SP, Grüne, Gewerkschaften sowie Arbeitnehmendenverbände kämpfen gegen die vom Parlament im Frühling beschlossene Pensionskassenreform. Sie haben am Dienstag 141'726 Unterschriften bei der Bundeskanzlei eingereicht. Das Volk wird im März über die Vorlage abstimmen.
Die linken Gegner sagen «Nein zu tieferen Renten», wie auf Transparenten auf der Berner Bundesterrasse zu lesen war. «Das Parlament hat schlecht gearbeitet», sagte der Waadtländer SP-Nationalrat Pierre-Yves Maillard vor den Medien.
Der Präsident des Schweizerischen Gewerkschaftsbunds (SGB) kritisierte die Senkung des Umwandlungssatzes, die zu weniger hohen Renten für viele führen würde, als unnötig. «Die Bürgerlichen wollen Gutverdienende nicht in die Verantwortung nehmen.»
Der von den Sozialpartnern im Vorfeld der Parlamentsdebatte ausgehandelte Kompromiss wäre laut Vania Alleva, Präsidentin der Gewerkschaft Unia, fair gewesen. Die nun vorliegende Lösung sei eine «Verarmungsvorlage ohne sozialen Fortschritt». Für Geringverdienende würde die Rente um bis zu 3240 Franken pro Jahr gekürzt.
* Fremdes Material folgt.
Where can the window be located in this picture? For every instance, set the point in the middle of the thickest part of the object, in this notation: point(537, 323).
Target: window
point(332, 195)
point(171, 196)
Gleichzeitig machten Banken und Versicherer mit den Guthaben in der zweiten Säule Milliardengewinne, machte SP-Co-Präsidentin Mattea Meyer geltend. «Es handelt sich deshalb auch um ein Abzockerproblem.» Die Vorlage müsse zurück an den Absender - ohne Erhöhung der Lohnbeiträge zulasten der Frauen.
Die Zürcher Nationalrätin Katharina Prelicz-Huber (Grüne), Präsidentin der Gewerkschaft VPOD, zeigte sich zuversichtlich, dass das Volk der Vorlage eine Absage erteilen werde. Die vorliegende BVG-Reform sei «ein Hohn».
Adrian Wüthrich, Präsident der Arbeitnehmenden-Dachverbands Travail Suisse, gab zu bedenken, dass die Linke das Referendum nicht gesucht habe. Nach den Parlamentsentscheiden sei dieses aber unausweichlich geworden. Er glaube an einen «krassen Sieg» am 3. März 2024, dem voraussichtlichen Abstimmungstermin.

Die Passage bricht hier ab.